Unternehmer über Wachstumschancengesetz: „Man verzettelt sich jetzt im politischen Klein-Klein“
Deshalb hat er auch kein Verständnis für das Geschacher im Vorfeld des Wachstumschancengesetzes: „Man diskutiert hier über die drei Milliarden, die man jetzt im Wachstumschancengesetz noch am Schluss drin hat und die Agrardiesel-Thematik. Aber auf der anderen Seite könnten mit dem Gesetz viele Milliarden pro Jahr an Mehreinnahmen generiert werden, die uns allen helfen würden. Man verzettelt sich jetzt im politischen Klein-Klein – und ich verstehe nicht, warum man da nicht mal die Chance ergreift, im Sinne aller Gas zu geben. Die Diskussionen sind ja berechtigt, aber viele andere Bereiche werden dadurch jetzt gehemmt und aufgehalten“, so Keller.

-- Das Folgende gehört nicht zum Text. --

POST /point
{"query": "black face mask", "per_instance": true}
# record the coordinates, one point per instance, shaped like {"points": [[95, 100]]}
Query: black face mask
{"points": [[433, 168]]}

Wenn es weiter verschoben werde, würde es fatale Probleme mit sich bringen, erklärt der Geschäftsführer – das TRAFFIQX(R) Netzwerk bietet Firmenkunden aller Größen an, deren Rechnungssysteme zu digitalisieren. Man müsse in Deutschland 3,5 Millionen Firmen mit entsprechend vielen Milliarden von Rechnungen digitalisieren. „Das ist eine Kraftanstrengung für alle, die in dem Markt aktiv sind. Noch wäre es bis zum Beginn des nächsten Jahres zu schaffen – aber die Zeit drängt.“ Keller hofft, dass das Gesetz noch im März eingeführt wird. Alternativ könne die E-Rechnung auch getrennt vom Wachstumschancengesetz verabschiedet werden, schlägt Keller vor.